- Born: 1897 United States
- Died: 1980 (aged 82–83) New York City
- Occupations: Investor, financier, corporate executive
- Known for: Co-founder of Graman-Newman Corp. with Benjamin Graham

= Jerome Newman =

American financier and business executive

Jerome A. Newman (1897–1980) was an American financier, corporate executive, and philanthropist, known for partnering with Benjamin Graham in the Graman-Newman Corp. investment fund.

A 1917 graduate of Columbia University and its law school (1919), Newman began his notable business career in 1926 by co-founding the Graham-Newman Corporation alongside Benjamin Graham. He served as the investment firm's president until its dissolution in 1956. His executive career included roles as president of the Atlantic Gulf and West Indies Steamship Lines (1950–1952), chairman of the board for Government Employees Insurance Company (1951–1964), and chairman of the finance committee for Warner Brothers-Seven Arts.

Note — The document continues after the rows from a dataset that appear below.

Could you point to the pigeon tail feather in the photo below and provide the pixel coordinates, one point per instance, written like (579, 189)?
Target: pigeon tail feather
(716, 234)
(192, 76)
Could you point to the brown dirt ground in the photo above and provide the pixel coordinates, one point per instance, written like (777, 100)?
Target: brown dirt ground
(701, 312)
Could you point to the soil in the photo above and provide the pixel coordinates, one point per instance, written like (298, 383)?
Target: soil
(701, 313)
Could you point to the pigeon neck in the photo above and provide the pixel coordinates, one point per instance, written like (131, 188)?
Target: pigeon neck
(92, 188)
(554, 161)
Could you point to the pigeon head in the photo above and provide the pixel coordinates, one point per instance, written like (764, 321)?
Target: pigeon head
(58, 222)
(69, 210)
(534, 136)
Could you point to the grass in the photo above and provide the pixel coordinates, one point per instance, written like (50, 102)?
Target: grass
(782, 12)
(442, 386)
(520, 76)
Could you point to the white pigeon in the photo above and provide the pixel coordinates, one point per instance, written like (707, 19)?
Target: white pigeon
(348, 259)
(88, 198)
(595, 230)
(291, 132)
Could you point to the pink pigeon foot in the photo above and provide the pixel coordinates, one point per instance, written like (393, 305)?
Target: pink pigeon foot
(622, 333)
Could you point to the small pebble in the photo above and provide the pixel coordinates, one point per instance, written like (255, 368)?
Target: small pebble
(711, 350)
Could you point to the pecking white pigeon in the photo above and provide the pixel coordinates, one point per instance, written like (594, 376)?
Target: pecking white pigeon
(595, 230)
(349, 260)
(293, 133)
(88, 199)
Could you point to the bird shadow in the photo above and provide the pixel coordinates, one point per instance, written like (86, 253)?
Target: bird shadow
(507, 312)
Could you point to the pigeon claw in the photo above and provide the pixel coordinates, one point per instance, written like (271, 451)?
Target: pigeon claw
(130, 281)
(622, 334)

In his later years, Newman focused on philanthropy, particularly supporting Jewish charities and his alma mater. He served as chairman of the board of visitors for Columbia College and co-chaired the university's "Quality of Life Campaign." For his service, Columbia awarded him the Alexander Hamilton Medal and a Presidential Citation. Additionally, he was a prominent supporter of the Jewish Guild for the Blind, where the New York headquarters was named in honor of his first wife, Estelle. Newman also held board positions with Bennington College, the New York Shakespeare Theater, and the American Jewish Committee.